La revisione dell’architettura che disciplina il mercato del lavoro, nelle intenzioni, dovrebbe porre rimedio alla priorità assoluta italiana: l’emergenza disoccupazione. Alla base vi è il principio secondo cui è possibile spronare le aziende ad assumere più personale, a regolarizzare gli abusi e a stabilizzare i dipendenti incidendo sull’equilibrio tra flessibilità in entrata e in uscita. Vanno in questo senso le misure contenute nel testo della riforma, frutto di una mediazione tra governo, partiti e parti sociali; tra queste, alcune delle principali riguardano la regolamentazione delle partite Iva, le modifiche all’articolo 18 e l’introduzione di alcuni vincoli aggiuntivi ai co.co.pro. IlSussidiario.net ha chiesto a Maurizio Del Conte, docente di Diritto del lavoro presso l’Università Bocconi di Milano, se gli effetti sortiti corrisponderanno alle intenzioni. «L’idea di fondo – afferma, partendo dalle partite Iva – è quella di disincentivarle, perché si presume nascondano rapporti di lavoro subordinato. L’intento, di certo, è lodevole. Tuttavia, si potrebbe determinare un’aurea di illegittimità su tutto il lavoro autonomo. Abbiamo, infatti, un enorme serbatoio di lavoro autonomo, anche qualificato, che sarebbe un gravissimo errore criminalizzare. Dobbiamo prendere atto del fatto che il mondo e il modo di lavorare sono cambiati, e che ci sono molte possibilità al di là della subordinazione che non vanno guardate necessariamente con sospetto. La riforma, quindi, rischia di omologare tutto e di affossare la competitività del nostro sistema, mettendo sullo stesso piano elementi virtuosi e distorsioni abusive».
L’idea, in ogni caso, è quella di trasformare le partite Iva che rispettino determinati criteri in lavori a progetti. «Che saranno regolamentati in maniera più stretta di prima. In particolare, laddove la riforma fa riferimento al divieto di progetti che coincidano con l’oggetto sociale dell’impresa.

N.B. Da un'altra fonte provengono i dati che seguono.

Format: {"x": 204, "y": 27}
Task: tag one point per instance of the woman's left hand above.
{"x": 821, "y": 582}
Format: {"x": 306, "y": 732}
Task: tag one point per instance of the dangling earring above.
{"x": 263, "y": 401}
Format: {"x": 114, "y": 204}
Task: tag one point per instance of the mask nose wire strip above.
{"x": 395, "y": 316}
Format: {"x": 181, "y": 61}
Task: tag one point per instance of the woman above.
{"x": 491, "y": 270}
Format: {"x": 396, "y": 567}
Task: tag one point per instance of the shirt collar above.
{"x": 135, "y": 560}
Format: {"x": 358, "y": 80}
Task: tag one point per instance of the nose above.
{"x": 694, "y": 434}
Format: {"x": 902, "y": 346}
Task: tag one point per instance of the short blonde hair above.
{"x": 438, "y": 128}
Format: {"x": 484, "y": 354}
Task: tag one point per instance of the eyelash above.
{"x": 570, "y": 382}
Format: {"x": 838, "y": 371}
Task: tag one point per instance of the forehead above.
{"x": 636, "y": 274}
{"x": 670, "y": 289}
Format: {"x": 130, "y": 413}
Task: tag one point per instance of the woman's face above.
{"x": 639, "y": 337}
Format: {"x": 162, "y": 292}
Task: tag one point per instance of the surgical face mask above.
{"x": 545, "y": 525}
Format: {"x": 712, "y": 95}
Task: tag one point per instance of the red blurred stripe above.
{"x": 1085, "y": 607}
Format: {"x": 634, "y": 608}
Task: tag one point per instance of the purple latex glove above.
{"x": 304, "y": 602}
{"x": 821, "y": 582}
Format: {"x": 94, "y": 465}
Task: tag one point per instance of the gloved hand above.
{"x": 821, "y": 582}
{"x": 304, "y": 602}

Sotto questo profilo, credo che sia un intervento opportuno, volto a limitare anche in tal caso le forme abusive. Spesso, infatti, molte aziende ne facevano semplicemente parte della propria attività ordinaria». Altra questione determinante nel dibattito in corso è la nuova disciplina sui licenziamenti: «Sfido chiunque a leggere il nuovo articolo 18 – afferma – e trovarlo un norma chiara, che semplifica la precedente normativa». Secondo Del Conte, in particolare, «il fatto che si sia reintrodotta la reintegra per il licenziamento oggettivo ci restituisce, di fatto, la situazione precedente».
Ma aggravata di maggiore complessità. «Il licenziamento non coperto dalla reintegrazione, con la nuova formulazione, è un’ipotesi residuale. Vorrei sapere, infatti, sarà possibile discernere realmente, tra insussistenza, assoluta insussistenza, o inconfigurabilità del motivo oggettivo: andrà a finire che un giudice, di fronte, ipotesi del genere, non avrà difficoltà ad affermare, semplicemente, che il motivo è insussistente e a ordinare la reintegra».